Back writing in the sports pages of the Mail on Sunday which his columns adorned for decades until his retirement last year, Collins described Leicester as “glorious interlopers” who had the nation sharing “those gleeful smiles and joyous tears”.
“In the space of a season, Leicester had restored our faith, deflated our cynicism and reminded us of why, long ago, we fell in love with this beguiling game.
“The whole operation seemed blissfully simple, a beautiful conspiracy of strength and guile and shrewdly applied pace. And the more they prospered, the more loveable they became, taking their tone from that gloriously eccentric manager.
“Claudio Ranieri played it impeccably. Through his tactics, his strategies and his handling of disparate talents, along with his unfailing humour and unforced humility, he conducted an extended managerial masterclass. He radiated decency.
“He never blustered, never boasted, never whined about the misdeeds of opponents, the deficiencies of his players or the shortcomings of referees. In truth, he was a world away from the stereotypical manager… Week after week, Ranieri insisted that the title was destined for the big battalions, that Leicester were simply a sideshow.

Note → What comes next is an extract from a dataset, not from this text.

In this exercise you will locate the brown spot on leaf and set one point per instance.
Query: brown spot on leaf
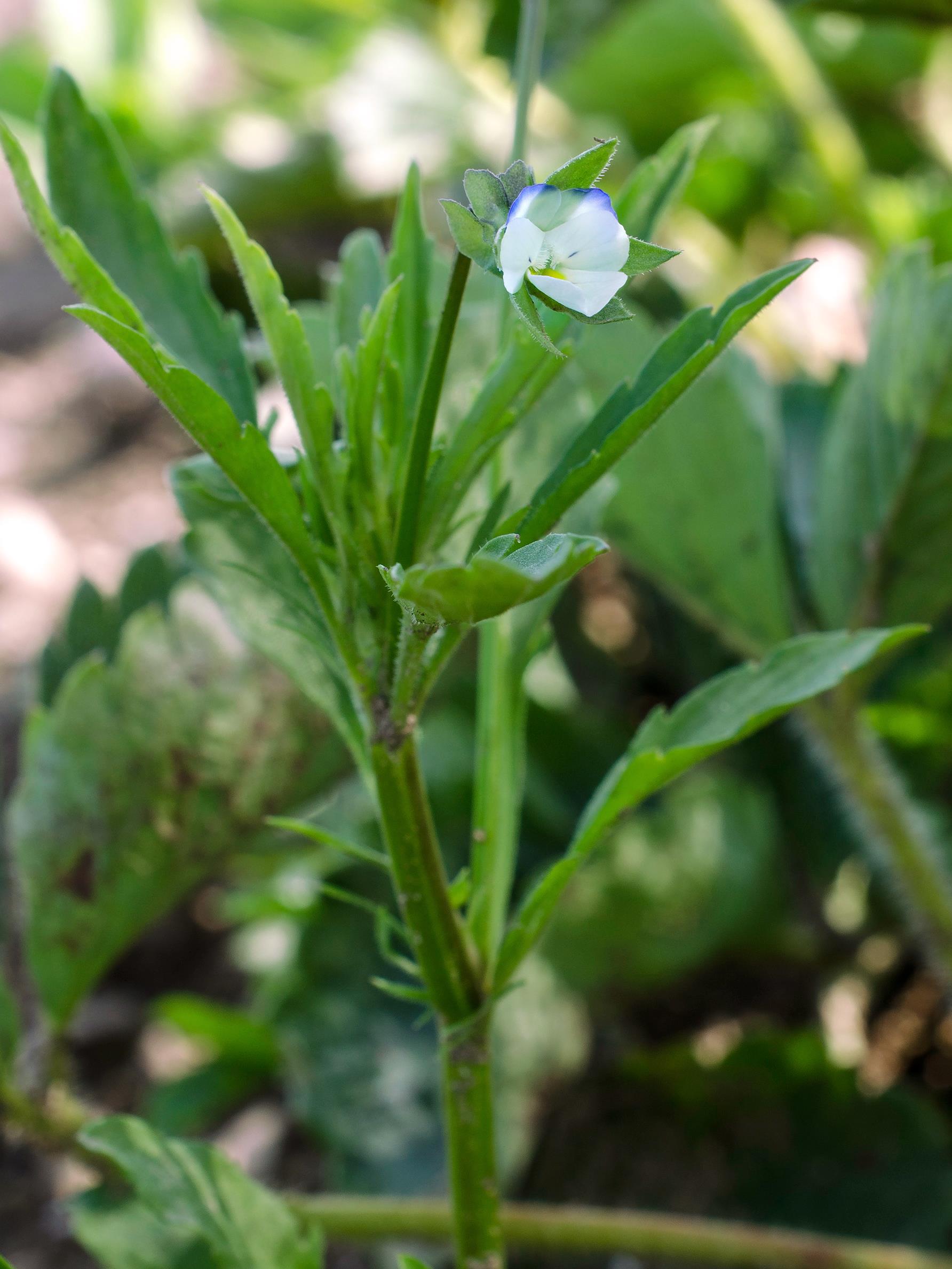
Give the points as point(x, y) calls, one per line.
point(80, 881)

And all the time, he knew that something unprecedented was taking shape in the East Midlands.”
And Collins used his column to evaluate Leicester’s achievements alongside the great deeds of sporting history. “Trawling through almost half a century of sport-watching, I uncovered just three valid competitors,” Collins wrote, drawing comparison with Botham’s Ashes of 1981, Boris Becker’s emergence from tennis anonymity when he seized the Wimbledon singles title in 1985 when just 17 years old, and he identified Pep Guardiola and his management of the Barcelona side which he described as posessing “craft and flair and breathtaking beauty”.
“Guardiola left a glittering legacy, and modern football is deeply in his debt,” Collins wrote, observing that, of course, Guardiola will be seeking to dethrone Ranieri and Leicester when in charge of Manchester City next season.
And that can hardly hold as many surprises and delights as Leicester’s 2015-1016 title-winning season.